想田和弘・『週刊金曜日』編集委員|2025年11月24日2:41PM

想田和弘・『週刊金曜日』編集委員。

 ドナルド・トランプの熱烈な支援者で、若い世代に影響力のある極右活動家チャーリー・カーク氏が、大学での講演中に銃で暗殺された。

 決して起きてはならぬ、痛ましい事件である。同時に許しがたいのは、彼の死を政治的に利用しようとする者たちだ。
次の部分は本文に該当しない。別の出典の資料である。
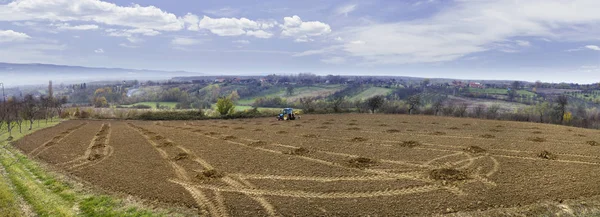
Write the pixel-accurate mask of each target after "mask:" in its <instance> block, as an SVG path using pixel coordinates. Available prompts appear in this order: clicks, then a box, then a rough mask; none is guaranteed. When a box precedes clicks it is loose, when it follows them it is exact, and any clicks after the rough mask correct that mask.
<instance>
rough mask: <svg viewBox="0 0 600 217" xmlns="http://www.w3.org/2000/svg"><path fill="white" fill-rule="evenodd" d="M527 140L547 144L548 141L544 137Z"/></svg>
mask: <svg viewBox="0 0 600 217" xmlns="http://www.w3.org/2000/svg"><path fill="white" fill-rule="evenodd" d="M527 140H529V141H532V142H545V141H546V139H544V138H542V137H533V138H529V139H527Z"/></svg>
 その先頭に立ったのは、残念ながらというべきか、案の定というべきか、ドナルド・トランプである。容疑者が右派の家庭で育ち、単独犯であることが濃厚であるにもかかわらず、トランプは事件を左派の責任だと決めつけた。そして、ファシズムに反対する分散型の運動「アンティファ(Antifa)」をテロ組織に指定するための大統領令に署名、アンティファに資金援助をする人間や団体も念入りに調査すると宣言した。

 今のところ、容疑者がアンティファと関わりがあったという形跡はない。また、指導者も会員も組織もない、団体というよりはイデオロギーにすぎぬアンティアをどうやってテロ組織に認定するのか、専門家からは疑問の声が上がっている。

 だが、そんなことはトランプにはどうでもよい。彼にとって、アンティファをテロ組織と認定するのは、自分を批判する「敵」を威圧し、黙らせ、迫害するための口実にすぎないからである。

 実際、マッカーシーによる赤狩りでも、スターリンによる粛清裁判でも、ドゥテルテによる麻薬組織撲滅運動でも、追及の対象者が実際に“シロ”か“クロ”かなど、どうでもよかった。アンティファのように組織的実態がない運動を対象にすることは、網にかける対象を際限なく恣意的に広げられるという意味では、トランプにはむしろ好都合かもしれない。

 僕が苦々しく思い出すのは、2001年、同時多発テロが起きた際に米国大統領だったジョージ・W・ブッシュが放った言葉である。

「あらゆる地域のあらゆる国家はいま決断を下さなければならない。われわれの味方になるか、それともテロリストの側につくか」

 あのとき米国民の大半は、右も左も、ブッシュが唱えた単純な善悪の二分法に同調し、無差別大量殺人とも言える凄惨な対テロ戦争を開始した。トランプらはいま同じ二分法を国内に当てはめ、矛先を米国民に向けようとしている。思えば、米国社会は対テロ戦争に限らず、この二分法を長年好んで唱和してきた。したがってそれを超越する論理を持ちうるのかどうか。僕は悲観的である。